No último, dada a matéria da EXPANSÃO estar por demais sabida, pede-me para eu esclarecer “os feitos da Revolução de 1383-85”. Vê-los sob a minha “crítica, orientação de professor e o mais que se verá”. Caso não pudesse que lhe telefonasse.
Curiosamente, dias atrás mesmo, publiquei no meu mural do Facebook umas linhas relacionadas com o encontro que tive com uma ex-aluna minha, reconhecendo ela, junto de uma amiga, o mérito do meu método de ensino da HISTÓRIA. Diferentemente de outros professores que teve, disse ela. Hoje encontrei estes “cartões-de-visita” a remeter para os meus princípios de carreira docente. Não resisti a digitalizá-los e publicá-los, dando vasão a este meu velho e relho hábito de “FAZER PEDAGOGIA DENTRO E FORA DA ESCOLA”. É verdade. Onde é que eu usei e abusei, há pouco tempo, deste chavão como título de vários vídeos?
Tudo, aos 80 anos de vida, aposentado, sem precisar de enriquecer o meu curriculum vitae. Tudo para transmitir somente os valores de MÉRITO versus MEDIOCRIDADE. Valores de SOLIDARIEDADE e de RECONHECIMENTO. Valores de AMIZADE e de GRATIDÃO, documentados.
Este apontamento, apesar de distanciado no tempo, é o complemento daqueles outros apontamentos que escrevi envolvendo esse meu amigo e companheiro de estudo, o Dr. JOAQUIM PEREIRA GUEDES. Aquele que, lá, em L.ourenço Marques, pelo Natal, me ofereceu, agradecido, a coleção de luxo de 5 volumes “Grandeza e Decadência de Roma”.
Telefonei-lhe ontem à noite. Estava numa pastelaria, onde me ouvia muito mal.

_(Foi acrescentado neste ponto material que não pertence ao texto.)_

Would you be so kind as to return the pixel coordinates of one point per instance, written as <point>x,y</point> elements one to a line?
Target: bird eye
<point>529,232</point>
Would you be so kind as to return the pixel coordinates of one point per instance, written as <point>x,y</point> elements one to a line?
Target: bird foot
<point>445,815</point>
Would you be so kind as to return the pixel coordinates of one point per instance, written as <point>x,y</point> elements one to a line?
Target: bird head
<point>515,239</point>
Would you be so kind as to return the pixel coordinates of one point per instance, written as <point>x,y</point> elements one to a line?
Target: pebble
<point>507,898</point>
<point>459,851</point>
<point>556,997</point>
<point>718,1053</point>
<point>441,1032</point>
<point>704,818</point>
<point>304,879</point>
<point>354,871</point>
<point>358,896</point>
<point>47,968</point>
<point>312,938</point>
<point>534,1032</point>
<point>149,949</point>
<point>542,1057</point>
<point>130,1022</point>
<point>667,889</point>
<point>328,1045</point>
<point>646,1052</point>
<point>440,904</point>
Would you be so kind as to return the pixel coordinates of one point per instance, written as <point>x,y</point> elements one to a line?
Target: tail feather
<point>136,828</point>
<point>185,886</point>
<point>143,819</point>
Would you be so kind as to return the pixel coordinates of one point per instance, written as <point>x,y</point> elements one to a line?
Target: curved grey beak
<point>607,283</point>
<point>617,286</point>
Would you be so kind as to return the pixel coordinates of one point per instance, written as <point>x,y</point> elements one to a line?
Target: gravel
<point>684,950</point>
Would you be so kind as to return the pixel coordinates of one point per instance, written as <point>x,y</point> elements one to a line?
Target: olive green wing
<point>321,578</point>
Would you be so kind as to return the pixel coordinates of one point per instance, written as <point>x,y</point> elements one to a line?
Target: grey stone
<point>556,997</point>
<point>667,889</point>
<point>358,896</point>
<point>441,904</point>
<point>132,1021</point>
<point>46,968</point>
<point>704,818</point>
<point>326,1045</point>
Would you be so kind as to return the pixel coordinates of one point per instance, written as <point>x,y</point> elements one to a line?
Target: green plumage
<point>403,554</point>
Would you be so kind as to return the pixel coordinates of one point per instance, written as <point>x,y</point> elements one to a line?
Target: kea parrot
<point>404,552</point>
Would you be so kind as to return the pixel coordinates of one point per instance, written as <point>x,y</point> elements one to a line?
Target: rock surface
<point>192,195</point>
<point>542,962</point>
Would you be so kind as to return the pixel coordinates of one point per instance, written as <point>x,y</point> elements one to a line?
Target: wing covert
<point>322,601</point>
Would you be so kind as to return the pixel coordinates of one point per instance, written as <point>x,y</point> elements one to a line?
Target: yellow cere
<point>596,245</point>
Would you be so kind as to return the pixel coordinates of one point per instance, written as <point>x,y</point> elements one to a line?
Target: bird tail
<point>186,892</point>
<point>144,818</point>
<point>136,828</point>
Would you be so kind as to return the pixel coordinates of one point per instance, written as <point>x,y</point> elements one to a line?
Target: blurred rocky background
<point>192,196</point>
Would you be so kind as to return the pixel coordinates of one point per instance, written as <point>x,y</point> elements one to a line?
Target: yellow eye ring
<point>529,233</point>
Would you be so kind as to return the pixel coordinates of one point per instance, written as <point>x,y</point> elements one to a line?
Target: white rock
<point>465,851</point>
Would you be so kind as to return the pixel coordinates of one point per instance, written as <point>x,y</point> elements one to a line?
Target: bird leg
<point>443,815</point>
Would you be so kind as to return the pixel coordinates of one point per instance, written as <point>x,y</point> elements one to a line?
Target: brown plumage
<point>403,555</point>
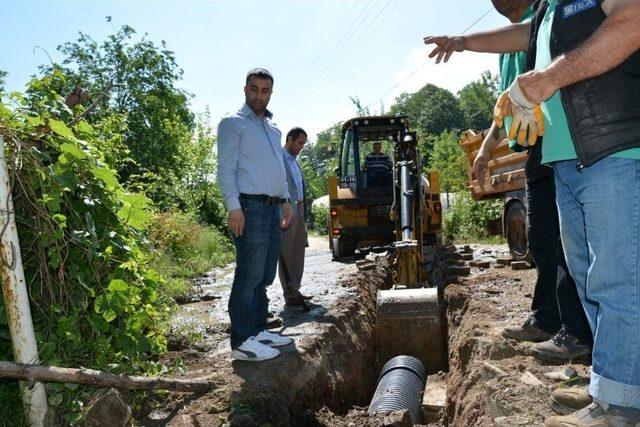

Perguntei se era da idade ou do meio ambiente. Respondeu sinceramente que “não sabia”. E eu fiquei a interpelar-me:
- Onde está aquele colega dinâmico, a correr de lado para lado, a trabalhar e a estudar simultaneamente como eu e, acabado um curso, tirar logo outro de seguida?
Ficou em me telefonar. Eu, por enquanto lúcido e lembrado da batalha vencida na forja da amizade e solidareidade, aguardo.